The company launched quietly, processing around $400,000 in transaction volume in its first year with roughly 3,000 sellers and 6,000 buyers. Brendan took a 12% commission on each transaction. When he first appeared on Nathan Latka's podcast a year into the interview timeline, Sideline Swap had raised $120,000 from 500 Startups and was generating about $2 million in revenue. The business model was simple but the execution required careful balancing: too much supply without demand meant unhappy sellers; too much demand without supply meant wasted traffic.
Brendan's breakthrough was getting scrappy and leveraging his networks in the sports world. He approached former college athletes, professional athletes, and people liquidating equipment rooms at colleges and professional teams. He convinced high-profile athletes to list on the platform—like Jimmy Vesey from the New York Rangers selling his Harvard hockey gear—which created buzz and unique inventory. "We had like 25% of the former college lacrosse players come on and sell their stuff," he explained. This initial supply, combined with aggressive social media marketing on Instagram (180,000 followers) and Facebook (70,000 fans), created a flywheel: unique inventory attracted buyers, those buyers saw the value and became sellers themselves, and the cycle accelerated.
Social media and influencer marketing proved incredibly cost-effective for driving demand. The company discovered that the collector aspect—fans buying gear from famous athletes—was only 5-10% of transactions; the real value was utility: an $800-900 hockey skate used for one season selling for $450. By mid-2017, just seven months in, Sideline Swap had processed 70% of its total lifetime transaction volume. The team grew from 3-4 people to 10, distributed across Boston and New York but functioning as a remote-first operation. They raised $1.8 million in Series A funding over the summer of 2016 and an additional $1.2 million in spring 2017, for a total of $3 million raised.

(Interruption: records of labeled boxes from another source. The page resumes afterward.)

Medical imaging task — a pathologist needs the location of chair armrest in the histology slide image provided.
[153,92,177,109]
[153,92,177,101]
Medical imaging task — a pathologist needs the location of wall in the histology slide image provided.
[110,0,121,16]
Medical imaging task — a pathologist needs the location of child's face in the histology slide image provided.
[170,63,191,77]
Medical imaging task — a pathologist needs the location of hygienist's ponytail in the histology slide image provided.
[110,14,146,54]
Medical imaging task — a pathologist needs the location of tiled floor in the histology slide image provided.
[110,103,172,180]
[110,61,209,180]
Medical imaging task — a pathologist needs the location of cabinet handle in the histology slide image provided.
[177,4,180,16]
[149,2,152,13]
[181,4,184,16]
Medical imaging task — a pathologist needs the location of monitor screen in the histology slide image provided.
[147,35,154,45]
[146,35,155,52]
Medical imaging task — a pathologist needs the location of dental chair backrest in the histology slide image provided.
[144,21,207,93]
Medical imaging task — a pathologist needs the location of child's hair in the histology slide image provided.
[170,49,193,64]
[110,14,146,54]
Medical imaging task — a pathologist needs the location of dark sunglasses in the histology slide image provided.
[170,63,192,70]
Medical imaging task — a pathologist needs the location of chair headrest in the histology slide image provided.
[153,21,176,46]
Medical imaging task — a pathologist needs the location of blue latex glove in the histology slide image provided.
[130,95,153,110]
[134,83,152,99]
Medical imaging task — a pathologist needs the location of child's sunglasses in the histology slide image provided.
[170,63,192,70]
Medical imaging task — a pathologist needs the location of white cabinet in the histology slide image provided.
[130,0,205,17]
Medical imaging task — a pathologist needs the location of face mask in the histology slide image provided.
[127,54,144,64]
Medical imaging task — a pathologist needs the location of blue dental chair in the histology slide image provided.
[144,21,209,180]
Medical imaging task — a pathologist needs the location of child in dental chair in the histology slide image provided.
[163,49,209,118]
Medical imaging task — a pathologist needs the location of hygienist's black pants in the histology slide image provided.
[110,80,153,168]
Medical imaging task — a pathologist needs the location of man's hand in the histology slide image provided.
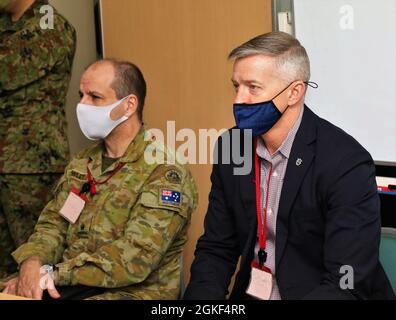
[17,257,43,300]
[3,277,19,296]
[40,271,60,299]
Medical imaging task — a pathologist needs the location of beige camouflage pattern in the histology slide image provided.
[0,1,76,174]
[13,129,198,299]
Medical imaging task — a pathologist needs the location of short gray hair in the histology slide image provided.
[228,32,311,82]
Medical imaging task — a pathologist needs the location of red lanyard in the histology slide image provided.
[87,160,125,197]
[254,139,272,267]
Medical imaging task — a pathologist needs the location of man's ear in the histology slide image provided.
[125,94,139,118]
[288,81,306,106]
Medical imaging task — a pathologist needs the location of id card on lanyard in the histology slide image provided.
[59,160,125,224]
[246,139,273,300]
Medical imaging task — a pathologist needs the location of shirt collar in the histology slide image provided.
[256,106,304,161]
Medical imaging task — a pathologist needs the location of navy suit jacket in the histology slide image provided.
[184,106,394,299]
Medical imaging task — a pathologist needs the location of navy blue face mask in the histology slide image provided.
[234,82,317,137]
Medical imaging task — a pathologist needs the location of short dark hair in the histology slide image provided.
[228,32,311,81]
[92,58,147,122]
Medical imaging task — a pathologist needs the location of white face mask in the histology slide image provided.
[77,96,129,140]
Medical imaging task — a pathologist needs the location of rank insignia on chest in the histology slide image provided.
[161,189,181,206]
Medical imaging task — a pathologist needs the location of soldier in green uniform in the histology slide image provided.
[0,0,76,276]
[0,60,198,299]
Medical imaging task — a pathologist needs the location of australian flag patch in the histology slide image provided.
[161,189,181,207]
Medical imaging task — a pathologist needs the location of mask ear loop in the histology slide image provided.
[304,81,319,89]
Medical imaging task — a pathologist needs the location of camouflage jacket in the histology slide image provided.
[0,1,76,174]
[13,129,198,299]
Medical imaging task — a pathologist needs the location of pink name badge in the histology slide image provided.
[246,268,272,300]
[59,190,85,224]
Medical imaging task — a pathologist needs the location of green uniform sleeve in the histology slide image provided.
[57,170,196,288]
[0,14,75,94]
[12,172,68,265]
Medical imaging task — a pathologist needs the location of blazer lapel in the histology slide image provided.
[275,107,316,269]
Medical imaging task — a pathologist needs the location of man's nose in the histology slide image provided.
[80,95,91,105]
[234,87,249,104]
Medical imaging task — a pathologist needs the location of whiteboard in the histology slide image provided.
[294,0,396,163]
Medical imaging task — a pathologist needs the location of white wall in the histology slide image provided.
[294,0,396,163]
[50,0,96,154]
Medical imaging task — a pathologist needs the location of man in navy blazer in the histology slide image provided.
[184,32,394,300]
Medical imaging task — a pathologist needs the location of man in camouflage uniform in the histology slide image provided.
[0,60,198,299]
[0,0,76,277]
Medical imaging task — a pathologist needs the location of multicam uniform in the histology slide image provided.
[0,1,76,276]
[13,128,198,299]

By mid-2017, Sideline Swap had grown to 15,000 sellers and 23,000-24,000 buyers, with 3,000 transactions and 1,500 sellers listing items in a typical month. The company was growing 30% month-over-month in transaction volume and revenue, projecting $5-6 million in revenue for 2017. Average order value sat around $80. Brendan's vision expanded beyond used gear: he wanted Sideline Swap to become "a resource for every sports family," helping athletes turn the extra stuff in their houses into cash while building the best shopping experience for the sporting goods consumer. With over $3 million in total transaction volume processed and a clear playbook for marketplace growth, the team was positioned to capture a significant portion of the untapped peer-to-peer sports equipment market.
- •Brendan identified a massive addressable market ($60 billion sporting goods industry) with a specific behavioral inefficiency: athletes accumulating expensive single-season gear with no efficient resale mechanism, creating natural supply-side motivation.
- •The founder leveraged his existing sports industry networks to seed both supply and social proof simultaneously, using recognizable athletes like Jimmy Vesey to create scarcity and authenticity that attracted mainstream buyers without paid acquisition costs.
- •The platform created a self-reinforcing flywheel by discovering that utility (discounted gear for practical use) not celebrity drove 90-95% of transactions, allowing the business to scale beyond niche collector interest to mass-market demand.
- •Social media marketing proved efficient at converting the latent demand revealed by unique inventory, as buyers seeing rare listings became sellers themselves, exponentially increasing supply without proportional marketing spend.
- 1.Identify an industry with high-value single-use assets and direct outreach to the networks that control initial supply (athletes, coaches, equipment managers, liquidators) to seed the platform with authentic inventory before scaling marketing.
- 2.Recruit recognizable users in your target category to list first and publicly, then amplify their listings across social platforms to create proof-of-concept that drives organic discovery and word-of-mouth among similar users.
- 3.Launch on Instagram and Facebook with content showcasing the utility value proposition (actual savings, practical use cases) rather than collectibility, and measure which messaging converts browsers into both buyers and sellers.
- 4.Design your commission structure to align with transaction velocity early on—accept lower take rates initially to build momentum and reach the threshold where network effects and repeat transactions become self-sustaining.